Barack Obama est sorti de sa réserve habituelle pour réagir à la vidéo raciste partagée puis supprimée par Donald Trump sur le réseau Truth Social. Dans un podcast politique diffusé samedi soir, l'ancien président démocrate (2009-2017) a déploré un « spectacle de clowns » et s'est inquiété des dérives des États-Unis sous l'administration actuelle.
Une vidéo raciste et la perte de décence politique
La vidéo en question, diffusée puis supprimée au début du mois sur le compte de Donald Trump, représentait les visages de Barack Obama, premier président noir des États-Unis, et de son épouse Michelle Obama sur des corps de singes. Elle a suscité de nombreuses critiques de la part des démocrates et de certains républicains.
Sans mentionner explicitement la vidéo ni son successeur, Barack Obama a déclaré que la majorité des habitants des États-Unis « trouve ce comportement profondément troublant ». « Il y a une sorte de spectacle de clowns qui se déroule sur les réseaux sociaux et à la télévision », a-t-il poursuivi, déplorant que « ça ne semble provoquer aucune honte parmi les gens qui, auparavant, estimaient qu'il fallait faire preuve d'une certaine décence, d'un sens des convenances et de respect pour la fonction ».
Les réactions
Donald Trump a minimisé les critiques et affirmé ne pas avoir vu la partie en question de la vidéo. La Maison Blanche a assuré qu'un membre de son personnel était responsable de la publication. Le milliardaire entretient une animosité particulière envers Barack Obama, ne l'appelant que « Barack Hussein Obama » et ayant contribué à diffuser des théories du complot autour de la nationalité du démocrate.
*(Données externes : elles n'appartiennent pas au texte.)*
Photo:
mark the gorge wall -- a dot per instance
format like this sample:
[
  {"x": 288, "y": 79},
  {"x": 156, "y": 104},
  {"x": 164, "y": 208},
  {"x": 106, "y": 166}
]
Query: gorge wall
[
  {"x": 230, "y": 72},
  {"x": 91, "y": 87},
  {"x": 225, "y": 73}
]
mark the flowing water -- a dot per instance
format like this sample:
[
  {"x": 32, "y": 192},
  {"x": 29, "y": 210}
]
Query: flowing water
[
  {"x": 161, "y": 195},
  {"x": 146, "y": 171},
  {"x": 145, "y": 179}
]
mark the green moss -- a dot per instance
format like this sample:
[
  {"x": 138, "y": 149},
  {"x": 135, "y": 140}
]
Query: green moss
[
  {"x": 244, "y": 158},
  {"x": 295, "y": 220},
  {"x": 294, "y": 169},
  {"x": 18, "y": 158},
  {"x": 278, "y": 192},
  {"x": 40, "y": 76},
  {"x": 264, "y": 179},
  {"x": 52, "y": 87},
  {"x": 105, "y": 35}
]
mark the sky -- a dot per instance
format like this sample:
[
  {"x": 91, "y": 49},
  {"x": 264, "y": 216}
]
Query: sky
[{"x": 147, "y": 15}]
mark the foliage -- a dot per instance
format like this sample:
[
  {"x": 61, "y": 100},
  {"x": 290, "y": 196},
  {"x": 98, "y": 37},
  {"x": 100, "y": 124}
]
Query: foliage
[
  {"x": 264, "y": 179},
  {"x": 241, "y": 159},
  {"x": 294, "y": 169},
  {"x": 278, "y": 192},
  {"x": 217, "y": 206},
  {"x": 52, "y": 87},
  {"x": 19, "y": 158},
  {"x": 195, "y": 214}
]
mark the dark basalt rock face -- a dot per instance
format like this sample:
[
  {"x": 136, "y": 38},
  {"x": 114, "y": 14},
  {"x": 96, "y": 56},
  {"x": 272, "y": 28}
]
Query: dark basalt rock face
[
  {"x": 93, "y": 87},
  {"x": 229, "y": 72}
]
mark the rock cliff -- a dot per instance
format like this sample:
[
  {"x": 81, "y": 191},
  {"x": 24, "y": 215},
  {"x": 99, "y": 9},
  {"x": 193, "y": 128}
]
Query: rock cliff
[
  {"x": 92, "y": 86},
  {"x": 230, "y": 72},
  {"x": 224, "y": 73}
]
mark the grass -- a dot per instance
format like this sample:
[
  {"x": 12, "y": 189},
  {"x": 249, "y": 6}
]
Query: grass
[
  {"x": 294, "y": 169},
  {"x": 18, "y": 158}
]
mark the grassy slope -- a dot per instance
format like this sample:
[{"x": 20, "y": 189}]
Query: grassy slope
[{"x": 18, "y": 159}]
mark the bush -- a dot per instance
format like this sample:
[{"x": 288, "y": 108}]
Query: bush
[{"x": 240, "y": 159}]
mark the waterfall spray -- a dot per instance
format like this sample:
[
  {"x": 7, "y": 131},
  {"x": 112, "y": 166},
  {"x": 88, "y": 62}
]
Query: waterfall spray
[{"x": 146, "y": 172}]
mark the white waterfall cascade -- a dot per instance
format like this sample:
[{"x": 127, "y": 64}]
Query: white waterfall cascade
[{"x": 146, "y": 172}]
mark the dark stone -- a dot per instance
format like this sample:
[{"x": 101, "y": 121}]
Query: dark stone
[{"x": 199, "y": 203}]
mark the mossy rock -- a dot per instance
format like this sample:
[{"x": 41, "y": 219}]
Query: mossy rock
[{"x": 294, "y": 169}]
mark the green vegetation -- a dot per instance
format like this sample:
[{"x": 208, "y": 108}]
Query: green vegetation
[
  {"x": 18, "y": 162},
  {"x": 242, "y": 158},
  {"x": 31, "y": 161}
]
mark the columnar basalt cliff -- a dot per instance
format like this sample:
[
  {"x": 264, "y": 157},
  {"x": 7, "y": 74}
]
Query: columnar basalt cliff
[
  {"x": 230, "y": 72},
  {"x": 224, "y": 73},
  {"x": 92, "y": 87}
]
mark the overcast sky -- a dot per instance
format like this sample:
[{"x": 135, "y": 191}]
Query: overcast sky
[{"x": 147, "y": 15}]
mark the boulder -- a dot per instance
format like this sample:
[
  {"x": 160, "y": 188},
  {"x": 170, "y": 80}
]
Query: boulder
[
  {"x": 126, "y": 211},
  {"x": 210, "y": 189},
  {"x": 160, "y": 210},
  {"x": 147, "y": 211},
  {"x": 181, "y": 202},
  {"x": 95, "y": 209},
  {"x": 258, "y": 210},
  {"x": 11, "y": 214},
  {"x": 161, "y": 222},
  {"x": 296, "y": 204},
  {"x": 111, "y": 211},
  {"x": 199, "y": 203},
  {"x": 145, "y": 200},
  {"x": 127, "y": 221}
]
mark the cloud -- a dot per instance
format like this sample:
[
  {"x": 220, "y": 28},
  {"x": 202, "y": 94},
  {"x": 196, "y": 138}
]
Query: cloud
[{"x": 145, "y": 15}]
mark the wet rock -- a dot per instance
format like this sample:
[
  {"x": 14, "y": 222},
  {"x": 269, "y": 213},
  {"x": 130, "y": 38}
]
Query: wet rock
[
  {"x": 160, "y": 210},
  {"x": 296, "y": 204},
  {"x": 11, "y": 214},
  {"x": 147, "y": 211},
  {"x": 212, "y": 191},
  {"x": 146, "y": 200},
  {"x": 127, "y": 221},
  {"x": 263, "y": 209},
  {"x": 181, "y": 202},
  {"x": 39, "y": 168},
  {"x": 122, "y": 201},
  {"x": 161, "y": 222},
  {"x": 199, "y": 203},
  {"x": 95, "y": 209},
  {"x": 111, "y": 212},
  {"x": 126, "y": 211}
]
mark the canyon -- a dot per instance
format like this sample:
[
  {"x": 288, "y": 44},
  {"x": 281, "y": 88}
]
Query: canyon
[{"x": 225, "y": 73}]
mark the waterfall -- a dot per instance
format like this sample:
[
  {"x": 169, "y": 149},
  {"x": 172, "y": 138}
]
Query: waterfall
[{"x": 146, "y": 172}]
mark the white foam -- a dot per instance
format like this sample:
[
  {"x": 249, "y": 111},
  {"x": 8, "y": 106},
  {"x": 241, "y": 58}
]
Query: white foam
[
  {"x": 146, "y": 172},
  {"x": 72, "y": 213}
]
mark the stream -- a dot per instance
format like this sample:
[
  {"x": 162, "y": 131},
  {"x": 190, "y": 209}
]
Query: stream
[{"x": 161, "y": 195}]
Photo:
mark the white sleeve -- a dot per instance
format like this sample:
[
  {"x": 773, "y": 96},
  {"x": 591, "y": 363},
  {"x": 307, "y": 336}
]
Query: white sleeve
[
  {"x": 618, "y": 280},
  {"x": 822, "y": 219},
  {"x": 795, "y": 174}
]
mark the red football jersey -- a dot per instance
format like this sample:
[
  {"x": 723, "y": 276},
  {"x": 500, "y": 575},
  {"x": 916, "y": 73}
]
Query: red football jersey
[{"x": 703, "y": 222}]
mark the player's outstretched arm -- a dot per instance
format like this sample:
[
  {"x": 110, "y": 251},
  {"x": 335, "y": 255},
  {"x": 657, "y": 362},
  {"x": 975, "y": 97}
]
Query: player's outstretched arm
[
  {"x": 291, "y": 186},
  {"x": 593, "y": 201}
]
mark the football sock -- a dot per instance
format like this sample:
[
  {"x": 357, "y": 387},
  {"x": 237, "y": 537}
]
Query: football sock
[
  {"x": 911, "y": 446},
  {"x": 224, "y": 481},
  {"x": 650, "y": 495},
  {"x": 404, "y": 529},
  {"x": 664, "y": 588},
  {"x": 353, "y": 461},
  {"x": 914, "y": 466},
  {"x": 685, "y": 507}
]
Des opérations d'immigration comparées à une dictature
Dans la même interview, Barack Obama s'est montré virulent concernant les agissements de la police de l'immigration (ICE) et de la police des frontières à Minneapolis. « Le comportement dévoyé d'agents du gouvernement fédéral est profondément préoccupant et dangereux », a-t-il affirmé, évoquant des comportements « que nous avons vus par le passé dans des pays autoritaires et dans des dictatures ».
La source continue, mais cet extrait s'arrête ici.